Untitled--9.

9. 
I wanted to keep this a secret. I didn’t want anybody to have to know. But you were wife and mother and never are those praises sung. Sometimes on gravestones. Sometimes. But that is why I decided to talk about it. Part of me had hoped that this could be a secret ritual, since there were only women of our blood. Part of me hopes that some can be dead and gone with only secret markers that the winds sweep away. These rituals are so painful.

We review names. You are Doina. I am your granddaughter, not your daughter. That is your daughter. You have another daughter, who lives far away in Romania. But you probably can’t recall her face. We try to look at photo albums together. We try to bring dignity to the bodily tickings watched by the clock. Maybe that is the only way anybody remembers anything after a while. Time seems artificial. Maybe you don’t perceive it.
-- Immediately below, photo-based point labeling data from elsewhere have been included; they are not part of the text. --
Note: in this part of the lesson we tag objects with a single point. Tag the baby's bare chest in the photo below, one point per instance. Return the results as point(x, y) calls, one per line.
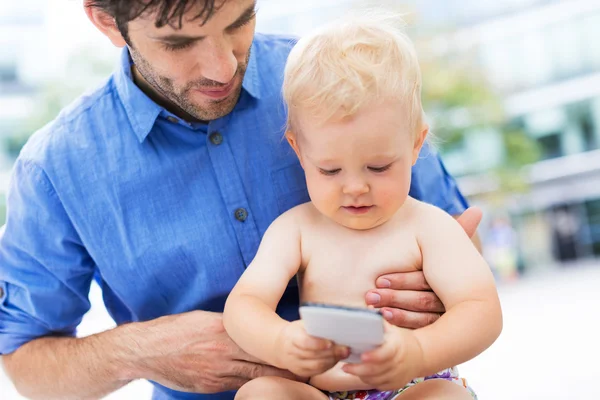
point(343, 271)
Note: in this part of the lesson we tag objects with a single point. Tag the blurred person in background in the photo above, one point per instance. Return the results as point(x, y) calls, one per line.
point(159, 185)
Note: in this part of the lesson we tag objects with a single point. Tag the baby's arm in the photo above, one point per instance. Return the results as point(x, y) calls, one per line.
point(462, 280)
point(249, 316)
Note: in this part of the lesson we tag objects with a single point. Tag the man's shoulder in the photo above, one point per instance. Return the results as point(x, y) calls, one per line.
point(76, 127)
point(273, 48)
point(270, 41)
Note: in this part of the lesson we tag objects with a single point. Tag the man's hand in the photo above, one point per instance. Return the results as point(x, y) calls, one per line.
point(405, 299)
point(192, 352)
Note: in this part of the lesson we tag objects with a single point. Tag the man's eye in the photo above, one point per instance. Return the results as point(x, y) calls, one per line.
point(178, 46)
point(380, 169)
point(329, 172)
point(241, 24)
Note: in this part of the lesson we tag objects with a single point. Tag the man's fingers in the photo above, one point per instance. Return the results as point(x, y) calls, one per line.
point(409, 319)
point(470, 219)
point(414, 280)
point(406, 300)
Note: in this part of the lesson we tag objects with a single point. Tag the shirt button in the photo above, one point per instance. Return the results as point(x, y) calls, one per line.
point(241, 214)
point(216, 138)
You watch Jimmy Stewart movies and fear-based news. I wonder if it all keeps you alive somehow. I wonder if it is like watching those movies for the first time again or whether they trigger some kind of train of memories. I joke that the horrible news keeps you alive. Maybe Jimmy Stewart is an angel of optimism.


But I will be back here again someday with someone else. I don’t want to think about that. No maybes this time. You must be certain of the devil. You must be certain of death. It may only be me dealing with it. I don’t know how other people will take it or whether I will have any help. But now it’s time for me to go. It’s time for you to go, too.